Data Overview

This project relies on several key datasets derived from the CTN-0094 database and various transformation stages in the pipeline. Below is a description of each dataset used throughout the pipeline, including purpose and example columns.

Master Dataset

Filename: master_data.csv

  • Purpose: The foundational dataset containing all raw independent variables and features extracted from CTN-0094.

  • Example Columns: - age, race, education, pain, depression, ftnd, TLFB_Alcohol_Count

Merged Data

Filename: merged_data.csv

  • Purpose: A version of the master dataset where the ctn0094_relapse_event binary outcome is appended.

  • Notes: Used for binary classification models on relapse.

  • Example Columns: - All columns from master_data.csv + ctn0094_relapse_event

Outcomes Merged Dataset

Filename: outcomes_merged_dataset.csv

  • Purpose: Contains both predictors and a wide variety of outcome variables used across various modeling tasks.

  • Example Outcome Columns: - Ab_krupitskyA_2011, Ab_ling_1998, Rs_johnson_1992, Rd_kostenB_1993, AbT_mokri_2016

CTN-0094 Outcomes

Filename: outcomesCTN0094.csv

  • Purpose: A standalone file that contains all known outcome measures from the CTN-0094 dataset.

  • Types of Outcomes: Abstinence (Ab), Retention (Rs), Dropout Rate (Rd), among others.

  • Example Columns: - Ab_ctnNinetyFour_2023, AbT_shufman_1994, Rd_strang_2019, RsE_ctnFiftyOne_2018

All Outcome Selections

Filename: all_outcome_selections.csv

  • Purpose: Subset of outcomes selected for model testing, spanning multiple outcome categories.

  • Example Columns: - Ab_ctnNinetyFour_2023, Rd_kostenB_1993, RsT_lee_2016

Master Outcome Selections

Filename: master_outcome_selections.csv

  • Purpose: Combines all outcome columns with the cleaned features used in modeling.

  • Example Columns: - Includes demographic and drug usage variables + outcome variables like RsT_ctnFiftyOne_2018

Binary Outcome Selections

Filename: binary_outcome_selections.csv

  • Purpose: Outcomes that are binary (e.g., yes/no, true/false).

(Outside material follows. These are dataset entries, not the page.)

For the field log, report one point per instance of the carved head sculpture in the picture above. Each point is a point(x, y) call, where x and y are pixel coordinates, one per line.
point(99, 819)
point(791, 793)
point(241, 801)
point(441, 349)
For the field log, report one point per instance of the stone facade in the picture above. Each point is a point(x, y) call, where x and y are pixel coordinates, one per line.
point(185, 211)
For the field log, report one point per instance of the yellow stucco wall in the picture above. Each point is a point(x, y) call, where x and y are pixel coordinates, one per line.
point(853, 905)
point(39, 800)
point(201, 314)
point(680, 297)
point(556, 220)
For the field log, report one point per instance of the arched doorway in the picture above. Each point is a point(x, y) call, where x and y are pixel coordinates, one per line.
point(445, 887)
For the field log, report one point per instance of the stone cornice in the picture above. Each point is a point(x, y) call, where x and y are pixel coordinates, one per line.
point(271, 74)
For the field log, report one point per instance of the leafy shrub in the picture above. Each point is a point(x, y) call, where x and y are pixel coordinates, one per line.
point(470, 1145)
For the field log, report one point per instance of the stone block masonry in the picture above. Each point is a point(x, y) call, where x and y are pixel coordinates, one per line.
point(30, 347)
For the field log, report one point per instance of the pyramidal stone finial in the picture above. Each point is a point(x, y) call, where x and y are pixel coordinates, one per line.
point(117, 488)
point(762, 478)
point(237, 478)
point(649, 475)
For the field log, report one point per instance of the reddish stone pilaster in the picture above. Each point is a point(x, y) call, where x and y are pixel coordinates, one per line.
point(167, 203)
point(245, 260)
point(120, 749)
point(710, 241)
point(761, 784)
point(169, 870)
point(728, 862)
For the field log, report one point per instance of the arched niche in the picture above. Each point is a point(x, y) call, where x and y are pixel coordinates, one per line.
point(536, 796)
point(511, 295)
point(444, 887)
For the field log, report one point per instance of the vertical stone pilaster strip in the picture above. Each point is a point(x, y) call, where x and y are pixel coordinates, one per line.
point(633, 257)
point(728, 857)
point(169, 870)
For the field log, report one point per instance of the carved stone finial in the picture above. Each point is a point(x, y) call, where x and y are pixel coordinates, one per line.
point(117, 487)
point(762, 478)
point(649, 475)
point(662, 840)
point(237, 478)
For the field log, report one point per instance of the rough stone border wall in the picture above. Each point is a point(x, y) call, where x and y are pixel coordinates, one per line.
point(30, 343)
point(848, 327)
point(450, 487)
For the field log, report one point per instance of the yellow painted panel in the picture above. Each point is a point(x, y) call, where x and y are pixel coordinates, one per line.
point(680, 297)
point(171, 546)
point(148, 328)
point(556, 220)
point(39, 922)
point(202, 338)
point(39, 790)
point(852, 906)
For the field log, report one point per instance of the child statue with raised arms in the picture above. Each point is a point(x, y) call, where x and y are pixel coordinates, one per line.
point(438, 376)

  • Example Columns: - Ab_krupitskyA_2011, Rd_kostenB_1993, Rs_johnson_1992

All Binary Selected Outcomes

Filename: all_binary_selected_outcomes.csv

  • Purpose: Subset of the merged dataset that includes only binary outcomes.

  • Example Columns: - ctn0094_relapse_event, Ab_ling_1998, Rs_krupitsky_2004

Other Outcome Selections

Filename: other_outcome_selections.csv

  • Purpose: Collection of outcome variables that are count-based or numeric (e.g., session count, time until dropout).

  • Example Columns: - AbT_mokri_2016, RsT_ctnFiftyOne_2018

Dataset Usage Notes

  • All datasets use who as a unique identifier for participants.

  • Some datasets may have NaN values, especially in derived outcomes or less common drug use metrics.

  • The pipeline joins or filters these datasets at various stages depending on the outcome type and modeling goal.